Grief and parental instincts in the animal kingdom

I don’t think the parental instinct exists in all creatures. And yes, I think the maternal instinct is more universal among the animal kingdom, but I chanced to witness a glimpse this morning of the parental instinct of Florida Sandhill Cranes.

Florida’s sandhill cranes are a protected species. They aren’t endangered, exactly, but their natural habitat has largely been lost to urban development and sprawl. So that makes them protected, I guess. And their protected status means there’s a hefty fine attached to causing them harm.
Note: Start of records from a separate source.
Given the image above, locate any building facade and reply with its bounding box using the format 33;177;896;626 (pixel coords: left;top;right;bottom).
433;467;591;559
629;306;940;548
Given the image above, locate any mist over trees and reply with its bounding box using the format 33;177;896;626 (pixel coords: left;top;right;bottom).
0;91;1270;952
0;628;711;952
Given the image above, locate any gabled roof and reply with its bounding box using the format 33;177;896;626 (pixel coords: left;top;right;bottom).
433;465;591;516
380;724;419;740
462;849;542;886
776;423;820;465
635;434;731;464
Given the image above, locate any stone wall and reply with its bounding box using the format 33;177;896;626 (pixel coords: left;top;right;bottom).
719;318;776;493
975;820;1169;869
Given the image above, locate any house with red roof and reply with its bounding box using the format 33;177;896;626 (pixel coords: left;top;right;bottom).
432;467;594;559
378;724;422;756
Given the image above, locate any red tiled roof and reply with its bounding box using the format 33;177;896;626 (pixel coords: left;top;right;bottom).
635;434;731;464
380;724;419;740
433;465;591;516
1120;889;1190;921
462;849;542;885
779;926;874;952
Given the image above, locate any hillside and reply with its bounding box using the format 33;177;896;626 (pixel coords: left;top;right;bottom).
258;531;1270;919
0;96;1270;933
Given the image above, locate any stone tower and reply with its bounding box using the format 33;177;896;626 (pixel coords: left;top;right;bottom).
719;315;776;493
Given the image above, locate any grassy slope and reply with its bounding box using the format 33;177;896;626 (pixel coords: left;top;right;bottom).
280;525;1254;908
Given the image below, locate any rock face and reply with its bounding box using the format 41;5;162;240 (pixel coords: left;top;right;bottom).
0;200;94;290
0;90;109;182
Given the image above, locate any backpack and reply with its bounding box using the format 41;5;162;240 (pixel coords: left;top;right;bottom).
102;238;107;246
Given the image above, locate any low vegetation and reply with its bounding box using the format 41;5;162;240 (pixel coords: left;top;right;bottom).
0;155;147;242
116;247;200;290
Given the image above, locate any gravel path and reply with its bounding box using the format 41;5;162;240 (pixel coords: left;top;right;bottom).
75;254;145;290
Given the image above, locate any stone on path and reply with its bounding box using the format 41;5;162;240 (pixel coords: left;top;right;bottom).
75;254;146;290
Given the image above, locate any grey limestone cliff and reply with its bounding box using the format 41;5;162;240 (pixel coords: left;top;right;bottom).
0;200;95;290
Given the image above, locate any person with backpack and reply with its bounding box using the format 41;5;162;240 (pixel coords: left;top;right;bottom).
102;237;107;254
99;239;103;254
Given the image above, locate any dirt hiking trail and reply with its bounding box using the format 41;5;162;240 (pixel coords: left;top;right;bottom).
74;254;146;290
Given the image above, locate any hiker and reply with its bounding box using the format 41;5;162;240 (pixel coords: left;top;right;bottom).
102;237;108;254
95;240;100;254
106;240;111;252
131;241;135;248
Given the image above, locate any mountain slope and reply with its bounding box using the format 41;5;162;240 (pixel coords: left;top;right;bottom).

A Florida Sandhill Crane family crossing the road near our house, taken April 25, 2012

Anyway, there’s a little family of four that The Boy and I often see in the mornings and occasionally on our way home from school. I love seeing these family units. Not only are the birds so beautiful and incredibly graceful on their long, spindly legs, but you almost always see them in pairs or traveling as a full family unit.

This morning was heartbreaking, though, as I saw two adult cranes standing in the middle of the road. At their feet were the bodies of their two offspring, their little bodies having been crushed just minutes before by an unobservant motorist. When I saw the cranes standing stalwart in the road, I slowed to see if the chicks were only injured; if that was the case, I would have tried to help them. But the chicks just lay there in their own blood, unmoving, while their parents helplessly stood guard.

I’ve heard of mares that birth stillborn foals and faithfully stand watch over their babies, waiting for them to wake up and begin nursing. Sometimes this lasts for hours; sometimes it can be as long as a day. But in every case, the mare needs to go through a mourning period to fully process her loss.

I wondered during my morning commute if the sandhill cranes needed a similar mourning period.  And then I wondered if I would still see them waiting there on my way home this afternoon.

The Boy, thankfully, did not see the chicks this morning; he only saw the adult birds standing in the road. He did, however, hear me gasp and say, “Oh, poor Mommy and Daddy birds!” When he asked what happened, I explained that the two baby birds were hit by a car and that the mommy and daddy birds were watching over them.

“I think the baby birds will be okay,” he assured me.

“I hope so,” I replied.

“You know, Mom,” he said with the knowledgeable confidence only a 5-year-old possesses, “playing in the street is very dangerous. Those baby birds should have stayed on the sidewalk.”

Well, yes, I suppose that’s one way to look at it.